A lot of it comes down to not trusting my decisions from the past. I''ve always picked the wrong guys and finally a great guy is in front of me and I got confused.

2 months is WAY too short for him to suddenly be ready to be married - or for you to be even. 10 breakups in 13 months is an extremely unstable pattern.

Also, be careful about rebounding into this "great guy" - I am not saying he is NOT a great guy, I am saying that you need to look at this relationship in the context of this relationship and the context of what you want and need in a relationship and partner, not in comparison as to the relationships of the past which makes it right now "automatically better".
 

VikingP77

Rough_Rock
Joined
Apr 4, 2010
Messages
19
Let me give some more info.....This is my first relationship in 2 years. I took time off went to counseling and heal myself. In the beginning he was not very vocal about his feelings so I didn''t realize how he felt so hence I felt insecure. I wasn''t used to that and didn''t know what to do. The only thing I knew how to do was run.
He is fine with not living together before marriage. I have only brought up marriage a couple times and it''s been positive.
 

HappyNewLife

Ideal_Rock
Premium
Joined
Mar 25, 2010
Messages
2,534
hi there!

I''m in a similar relationship actually and thought maybe I could offer some level of calmness. My relationship started out very rocky because I had just broken things off with my (now-ex) husband. My SO and I have been through lots and lots of ups and downs, but through it all, and through two couples counseling sessions and many individual counseling sessions (for me), we have become a very happy, strong couple. We still argue on occasion and get all riled up over little things, but at the root of it we are a strong couple. Still, the couple break-ups and big blowouts we''ve had has made me jittery about committment too. I am the type of person that remembers and holds on to the negative, while my SO tends to get over stuff and move on in a positive manner. We too have only been together about 13 months by the way.

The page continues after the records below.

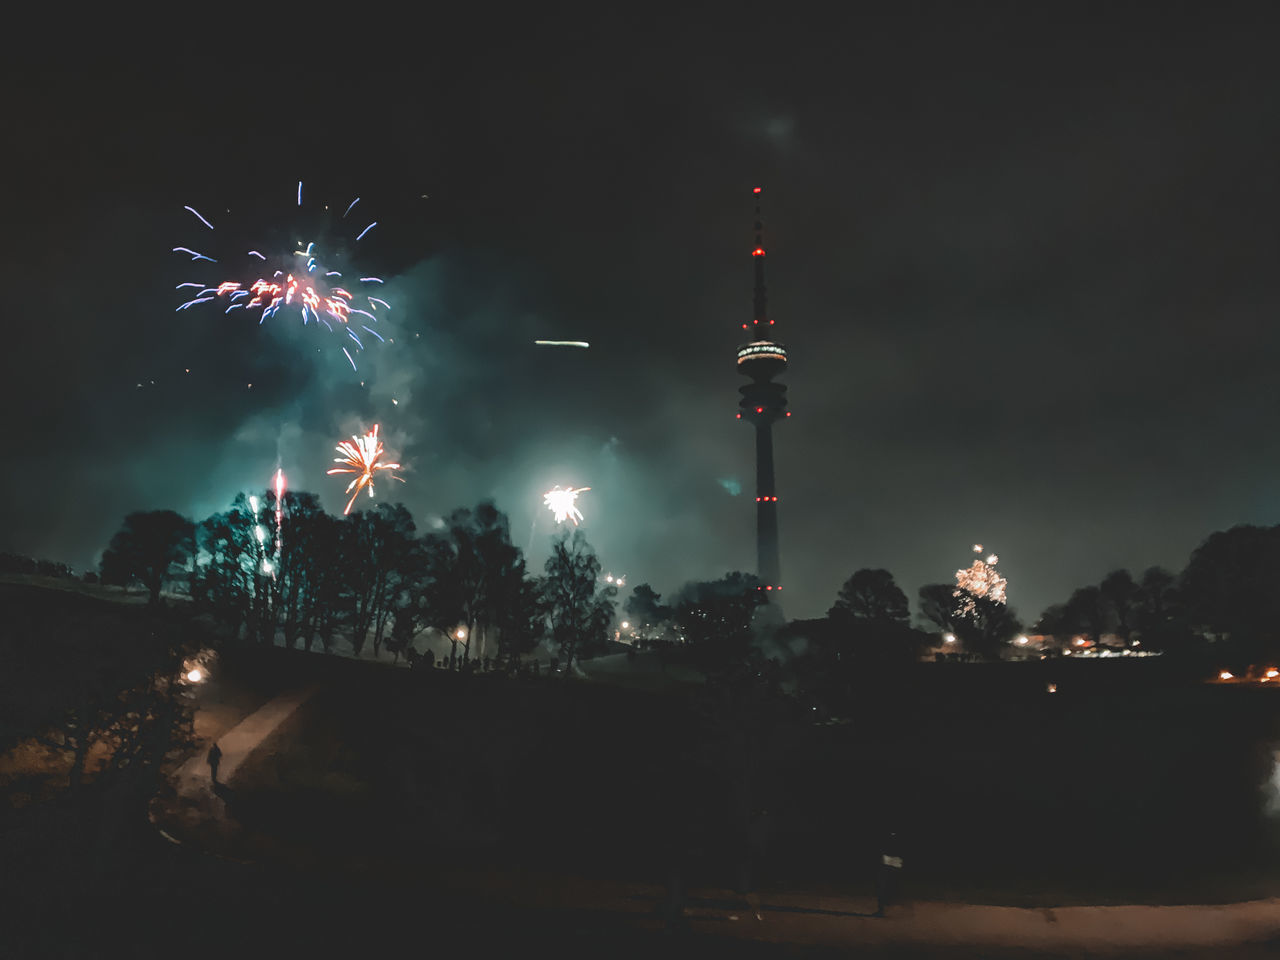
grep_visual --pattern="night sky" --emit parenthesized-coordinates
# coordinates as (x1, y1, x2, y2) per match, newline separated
(5, 5, 1279, 625)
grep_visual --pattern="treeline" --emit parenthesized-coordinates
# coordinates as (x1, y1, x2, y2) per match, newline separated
(1034, 524, 1280, 666)
(788, 523, 1280, 669)
(0, 552, 79, 580)
(99, 493, 616, 674)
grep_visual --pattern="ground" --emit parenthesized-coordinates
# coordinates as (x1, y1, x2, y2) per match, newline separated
(7, 581, 1280, 955)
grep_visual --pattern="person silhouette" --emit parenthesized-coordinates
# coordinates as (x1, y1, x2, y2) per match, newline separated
(207, 742, 223, 784)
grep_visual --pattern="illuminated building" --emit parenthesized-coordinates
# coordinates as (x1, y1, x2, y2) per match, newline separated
(735, 187, 789, 597)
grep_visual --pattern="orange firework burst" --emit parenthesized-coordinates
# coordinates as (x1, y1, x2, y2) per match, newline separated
(327, 424, 404, 515)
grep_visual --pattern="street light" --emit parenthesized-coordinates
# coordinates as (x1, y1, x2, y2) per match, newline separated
(943, 634, 956, 644)
(187, 668, 203, 683)
(455, 626, 467, 642)
(1015, 635, 1028, 645)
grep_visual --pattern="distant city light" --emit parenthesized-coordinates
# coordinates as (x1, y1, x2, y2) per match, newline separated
(1220, 670, 1234, 680)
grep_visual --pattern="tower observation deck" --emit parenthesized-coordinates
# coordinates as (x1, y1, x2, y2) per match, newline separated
(736, 187, 788, 596)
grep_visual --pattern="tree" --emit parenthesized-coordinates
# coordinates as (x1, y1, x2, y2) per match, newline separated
(625, 583, 674, 645)
(491, 570, 546, 669)
(275, 491, 328, 650)
(1180, 525, 1280, 659)
(540, 528, 616, 676)
(918, 583, 958, 635)
(953, 589, 1023, 658)
(1099, 569, 1140, 645)
(100, 510, 195, 605)
(829, 569, 909, 624)
(827, 569, 923, 666)
(1033, 604, 1071, 649)
(193, 501, 256, 637)
(430, 501, 528, 663)
(673, 572, 764, 679)
(1063, 586, 1111, 645)
(1134, 565, 1189, 652)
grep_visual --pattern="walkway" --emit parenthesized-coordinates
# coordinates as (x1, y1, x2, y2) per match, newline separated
(151, 684, 319, 849)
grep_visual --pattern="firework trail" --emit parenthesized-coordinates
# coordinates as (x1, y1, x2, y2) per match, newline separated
(273, 468, 285, 559)
(173, 183, 391, 370)
(327, 424, 405, 515)
(543, 485, 590, 525)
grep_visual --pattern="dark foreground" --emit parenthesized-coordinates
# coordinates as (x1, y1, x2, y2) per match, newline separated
(6, 795, 1280, 960)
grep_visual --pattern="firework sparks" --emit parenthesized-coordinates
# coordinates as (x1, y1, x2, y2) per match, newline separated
(173, 183, 392, 370)
(274, 467, 285, 538)
(954, 545, 1008, 616)
(327, 424, 404, 515)
(543, 485, 590, 525)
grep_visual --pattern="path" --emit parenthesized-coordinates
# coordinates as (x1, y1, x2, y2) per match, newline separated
(150, 684, 319, 848)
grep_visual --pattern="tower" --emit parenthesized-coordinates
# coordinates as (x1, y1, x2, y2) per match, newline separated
(736, 187, 789, 597)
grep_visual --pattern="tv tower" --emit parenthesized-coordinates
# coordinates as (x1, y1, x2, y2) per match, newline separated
(736, 187, 789, 597)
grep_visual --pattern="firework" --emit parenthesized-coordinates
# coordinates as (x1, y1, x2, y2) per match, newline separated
(273, 468, 285, 558)
(954, 546, 1008, 616)
(543, 485, 590, 525)
(328, 424, 405, 515)
(173, 183, 391, 370)
(534, 340, 590, 348)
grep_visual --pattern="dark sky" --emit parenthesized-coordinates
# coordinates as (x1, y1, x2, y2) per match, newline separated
(5, 5, 1279, 625)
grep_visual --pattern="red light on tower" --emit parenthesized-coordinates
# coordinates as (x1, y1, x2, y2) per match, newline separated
(753, 187, 762, 194)
(756, 407, 763, 413)
(752, 247, 766, 257)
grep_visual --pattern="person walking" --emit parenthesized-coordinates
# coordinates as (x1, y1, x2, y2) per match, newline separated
(207, 742, 223, 784)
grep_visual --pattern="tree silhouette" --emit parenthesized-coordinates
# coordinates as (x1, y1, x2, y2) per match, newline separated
(673, 572, 764, 679)
(917, 583, 957, 635)
(432, 501, 527, 663)
(193, 502, 255, 637)
(1181, 525, 1280, 660)
(953, 589, 1022, 658)
(100, 510, 195, 605)
(541, 528, 616, 676)
(1099, 569, 1140, 645)
(625, 583, 674, 644)
(829, 569, 909, 624)
(1063, 585, 1111, 646)
(827, 569, 924, 665)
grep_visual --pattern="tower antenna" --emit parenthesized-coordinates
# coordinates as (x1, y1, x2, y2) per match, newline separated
(735, 186, 790, 600)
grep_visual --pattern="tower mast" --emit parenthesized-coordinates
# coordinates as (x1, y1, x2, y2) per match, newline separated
(735, 187, 789, 598)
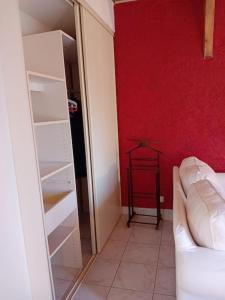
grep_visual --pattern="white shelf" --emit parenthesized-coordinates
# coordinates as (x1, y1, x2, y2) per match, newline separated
(48, 226, 75, 257)
(62, 31, 77, 64)
(62, 31, 75, 47)
(43, 191, 73, 213)
(28, 71, 64, 84)
(34, 120, 69, 127)
(28, 72, 68, 122)
(40, 162, 73, 181)
(44, 191, 77, 235)
(28, 71, 65, 92)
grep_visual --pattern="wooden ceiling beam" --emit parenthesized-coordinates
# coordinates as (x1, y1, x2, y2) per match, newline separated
(204, 0, 215, 58)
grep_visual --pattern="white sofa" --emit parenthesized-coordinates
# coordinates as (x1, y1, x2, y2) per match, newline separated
(173, 166, 225, 300)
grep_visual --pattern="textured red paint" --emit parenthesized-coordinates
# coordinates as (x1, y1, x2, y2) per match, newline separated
(114, 0, 225, 209)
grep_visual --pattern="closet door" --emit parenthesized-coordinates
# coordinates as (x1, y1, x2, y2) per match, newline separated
(78, 6, 121, 251)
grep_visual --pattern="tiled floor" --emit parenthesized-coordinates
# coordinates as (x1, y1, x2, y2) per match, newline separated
(72, 216, 176, 300)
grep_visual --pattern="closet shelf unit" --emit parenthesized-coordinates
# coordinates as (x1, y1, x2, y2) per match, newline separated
(23, 29, 82, 300)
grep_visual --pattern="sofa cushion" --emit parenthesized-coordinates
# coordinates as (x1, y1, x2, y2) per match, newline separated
(186, 180, 225, 250)
(179, 156, 219, 196)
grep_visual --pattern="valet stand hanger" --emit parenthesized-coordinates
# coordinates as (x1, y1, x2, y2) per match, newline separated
(127, 139, 162, 229)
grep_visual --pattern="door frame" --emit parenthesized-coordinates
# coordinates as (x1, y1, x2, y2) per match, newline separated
(78, 4, 121, 252)
(74, 1, 97, 255)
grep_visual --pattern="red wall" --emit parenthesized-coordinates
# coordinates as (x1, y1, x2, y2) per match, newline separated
(114, 0, 225, 209)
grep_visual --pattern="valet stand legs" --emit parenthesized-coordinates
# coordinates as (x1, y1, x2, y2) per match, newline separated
(127, 167, 133, 227)
(127, 167, 161, 230)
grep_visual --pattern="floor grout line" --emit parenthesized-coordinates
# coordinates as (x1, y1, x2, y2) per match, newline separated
(106, 216, 133, 299)
(108, 218, 163, 299)
(152, 223, 163, 299)
(75, 218, 175, 300)
(109, 217, 164, 299)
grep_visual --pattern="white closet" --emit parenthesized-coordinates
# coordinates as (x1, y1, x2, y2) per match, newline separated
(24, 30, 83, 300)
(78, 6, 121, 250)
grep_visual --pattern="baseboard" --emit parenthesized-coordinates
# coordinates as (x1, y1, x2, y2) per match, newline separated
(122, 206, 173, 221)
(115, 0, 137, 4)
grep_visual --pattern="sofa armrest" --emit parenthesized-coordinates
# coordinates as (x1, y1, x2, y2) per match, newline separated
(176, 246, 225, 300)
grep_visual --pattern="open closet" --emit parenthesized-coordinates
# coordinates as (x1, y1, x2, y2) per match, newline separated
(22, 28, 93, 298)
(1, 0, 120, 299)
(19, 3, 94, 298)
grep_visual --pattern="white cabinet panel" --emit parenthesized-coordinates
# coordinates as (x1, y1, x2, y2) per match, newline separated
(80, 7, 120, 251)
(23, 31, 65, 79)
(81, 0, 115, 32)
(0, 1, 52, 299)
(23, 29, 83, 299)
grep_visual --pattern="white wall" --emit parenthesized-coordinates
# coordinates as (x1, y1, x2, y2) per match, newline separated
(82, 0, 115, 32)
(0, 64, 32, 300)
(0, 3, 32, 299)
(20, 10, 51, 35)
(20, 0, 115, 35)
(0, 1, 53, 299)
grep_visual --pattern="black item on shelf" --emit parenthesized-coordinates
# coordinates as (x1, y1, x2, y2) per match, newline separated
(127, 139, 161, 229)
(69, 98, 87, 178)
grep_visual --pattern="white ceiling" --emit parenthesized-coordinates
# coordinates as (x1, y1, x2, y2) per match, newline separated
(19, 0, 75, 37)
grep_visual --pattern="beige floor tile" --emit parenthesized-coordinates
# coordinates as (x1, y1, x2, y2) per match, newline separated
(108, 288, 153, 300)
(155, 266, 176, 296)
(112, 262, 157, 293)
(72, 283, 110, 300)
(84, 258, 120, 287)
(158, 246, 175, 268)
(70, 219, 177, 300)
(129, 226, 161, 245)
(131, 214, 159, 226)
(162, 221, 173, 232)
(99, 240, 127, 260)
(118, 215, 129, 226)
(153, 294, 176, 300)
(161, 229, 174, 246)
(110, 225, 132, 242)
(122, 243, 159, 265)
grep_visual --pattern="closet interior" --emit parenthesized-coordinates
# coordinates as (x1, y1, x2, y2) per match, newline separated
(19, 1, 94, 299)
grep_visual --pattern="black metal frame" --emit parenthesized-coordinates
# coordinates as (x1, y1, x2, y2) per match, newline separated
(127, 141, 161, 229)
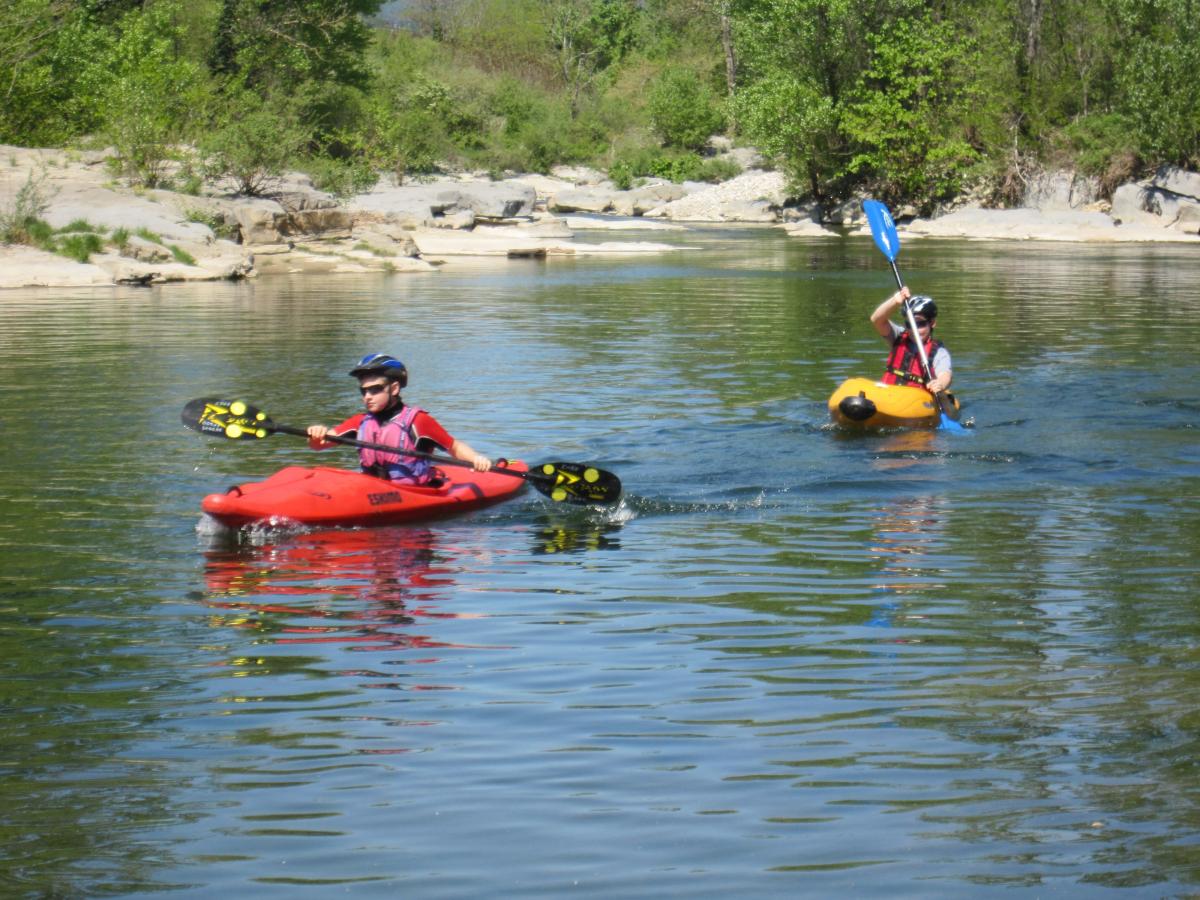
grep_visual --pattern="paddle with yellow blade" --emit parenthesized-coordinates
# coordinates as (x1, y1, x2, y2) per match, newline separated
(181, 398, 621, 506)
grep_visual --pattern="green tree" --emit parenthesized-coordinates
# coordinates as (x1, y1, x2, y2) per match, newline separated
(647, 66, 724, 150)
(541, 0, 639, 116)
(93, 3, 210, 186)
(730, 0, 863, 198)
(0, 0, 114, 144)
(1115, 0, 1200, 166)
(841, 14, 983, 203)
(208, 0, 383, 94)
(201, 88, 310, 194)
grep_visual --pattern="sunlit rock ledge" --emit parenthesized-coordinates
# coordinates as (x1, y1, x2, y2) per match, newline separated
(3, 144, 1199, 289)
(893, 207, 1200, 243)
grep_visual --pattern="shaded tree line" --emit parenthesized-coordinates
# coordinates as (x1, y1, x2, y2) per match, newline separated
(1, 0, 1195, 207)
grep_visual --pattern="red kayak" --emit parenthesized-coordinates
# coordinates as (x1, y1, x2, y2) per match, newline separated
(201, 462, 529, 529)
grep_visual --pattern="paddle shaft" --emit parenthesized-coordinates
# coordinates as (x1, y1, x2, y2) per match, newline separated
(885, 261, 938, 385)
(269, 422, 530, 483)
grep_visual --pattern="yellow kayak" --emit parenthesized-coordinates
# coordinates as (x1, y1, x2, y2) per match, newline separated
(828, 377, 960, 430)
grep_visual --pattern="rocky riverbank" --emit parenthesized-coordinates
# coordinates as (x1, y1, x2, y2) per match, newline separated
(2, 144, 1198, 290)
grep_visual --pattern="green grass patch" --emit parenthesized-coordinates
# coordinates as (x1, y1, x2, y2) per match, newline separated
(56, 232, 104, 263)
(57, 218, 100, 233)
(169, 245, 196, 265)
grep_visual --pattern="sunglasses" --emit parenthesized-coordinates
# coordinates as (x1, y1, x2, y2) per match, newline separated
(359, 383, 390, 396)
(913, 318, 931, 327)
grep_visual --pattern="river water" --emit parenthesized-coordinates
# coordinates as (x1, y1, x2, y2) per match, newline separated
(1, 226, 1198, 896)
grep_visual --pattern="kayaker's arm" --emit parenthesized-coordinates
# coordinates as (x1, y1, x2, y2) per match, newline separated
(927, 369, 952, 392)
(871, 286, 910, 339)
(450, 439, 492, 472)
(307, 424, 354, 449)
(307, 413, 363, 449)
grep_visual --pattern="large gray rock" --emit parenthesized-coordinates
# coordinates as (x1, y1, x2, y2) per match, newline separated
(1023, 170, 1101, 210)
(454, 182, 537, 219)
(233, 197, 287, 244)
(1111, 180, 1200, 232)
(281, 207, 352, 240)
(1149, 166, 1200, 201)
(1110, 183, 1158, 225)
(124, 235, 173, 263)
(348, 181, 535, 227)
(352, 227, 420, 257)
(38, 183, 214, 243)
(826, 198, 864, 227)
(549, 189, 613, 213)
(903, 206, 1196, 242)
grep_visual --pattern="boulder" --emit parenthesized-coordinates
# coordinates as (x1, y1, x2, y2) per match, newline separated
(348, 182, 534, 227)
(1149, 166, 1200, 202)
(454, 181, 537, 219)
(1111, 180, 1200, 231)
(124, 235, 173, 263)
(549, 165, 610, 186)
(1110, 183, 1156, 225)
(351, 228, 420, 257)
(549, 189, 614, 213)
(827, 198, 864, 227)
(232, 198, 286, 244)
(37, 183, 214, 243)
(1023, 170, 1101, 210)
(282, 207, 353, 240)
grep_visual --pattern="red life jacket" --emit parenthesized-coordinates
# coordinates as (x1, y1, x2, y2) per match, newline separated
(881, 330, 943, 388)
(357, 405, 433, 484)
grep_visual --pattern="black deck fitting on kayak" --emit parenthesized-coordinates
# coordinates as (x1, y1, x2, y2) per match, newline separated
(838, 391, 877, 422)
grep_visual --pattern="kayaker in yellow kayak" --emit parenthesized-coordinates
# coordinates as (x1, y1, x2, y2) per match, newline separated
(870, 286, 953, 394)
(306, 353, 492, 485)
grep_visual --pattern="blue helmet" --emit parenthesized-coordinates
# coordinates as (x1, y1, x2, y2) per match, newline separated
(349, 353, 408, 388)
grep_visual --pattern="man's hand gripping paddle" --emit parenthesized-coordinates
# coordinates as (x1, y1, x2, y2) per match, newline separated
(182, 398, 622, 505)
(862, 200, 966, 432)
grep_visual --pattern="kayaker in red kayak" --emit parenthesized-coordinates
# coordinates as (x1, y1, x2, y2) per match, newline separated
(870, 287, 953, 394)
(306, 353, 492, 484)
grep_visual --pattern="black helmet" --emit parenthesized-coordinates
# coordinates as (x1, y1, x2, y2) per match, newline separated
(909, 295, 937, 320)
(349, 352, 408, 388)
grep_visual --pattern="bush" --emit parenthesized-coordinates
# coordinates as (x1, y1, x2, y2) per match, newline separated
(94, 4, 210, 186)
(609, 146, 739, 188)
(1060, 113, 1142, 194)
(57, 219, 99, 233)
(646, 67, 724, 151)
(0, 171, 54, 244)
(301, 154, 380, 197)
(201, 89, 310, 195)
(57, 232, 105, 263)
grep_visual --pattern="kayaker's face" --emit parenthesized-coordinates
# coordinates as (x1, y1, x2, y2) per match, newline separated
(359, 377, 398, 414)
(914, 317, 933, 337)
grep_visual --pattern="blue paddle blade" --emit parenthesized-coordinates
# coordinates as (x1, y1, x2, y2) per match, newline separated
(862, 199, 899, 262)
(939, 412, 967, 433)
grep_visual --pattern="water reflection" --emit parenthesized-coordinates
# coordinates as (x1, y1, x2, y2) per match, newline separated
(866, 491, 947, 631)
(528, 518, 623, 555)
(202, 527, 499, 688)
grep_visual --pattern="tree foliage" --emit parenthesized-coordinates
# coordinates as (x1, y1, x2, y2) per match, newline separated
(647, 66, 724, 150)
(93, 3, 210, 186)
(2, 0, 1198, 207)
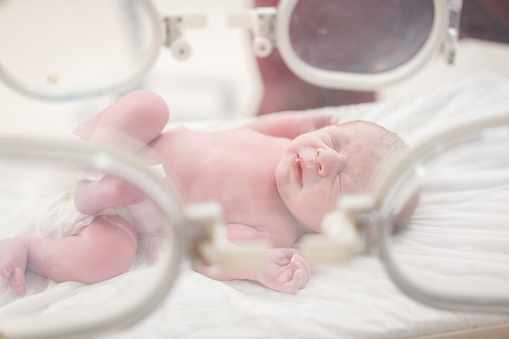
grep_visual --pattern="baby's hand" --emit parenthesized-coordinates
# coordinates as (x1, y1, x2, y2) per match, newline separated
(255, 248, 311, 294)
(0, 237, 29, 296)
(296, 113, 339, 135)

Perhaps your BF does that too and with additional harmony in your relationship he will come around. I know I have and am actively looking forward to being engaged this summer/Fall.

If you have doubts about how he feels, why not schedule a counseling session for the two of you? My sessions were amazingly positive for my relationship and I hope the same can happen to you.

Good luck! and chin up!
 

VikingP77

Rough_Rock
Joined
Apr 4, 2010
Messages
19
Oh HappyNewLife thank you! I refuse to believe every happy marriage starts out perfectly. Dating is hard these days! My SO is very easy-going and I stress the small stuff so he is very calming for me. We have been getting stronger and stronger everyday but it took me being responsible for my own happiness and realizing that he complimented me because he lets me do what I need to do and never criticizes me. Thanks for the positive response and the hope that comes with it!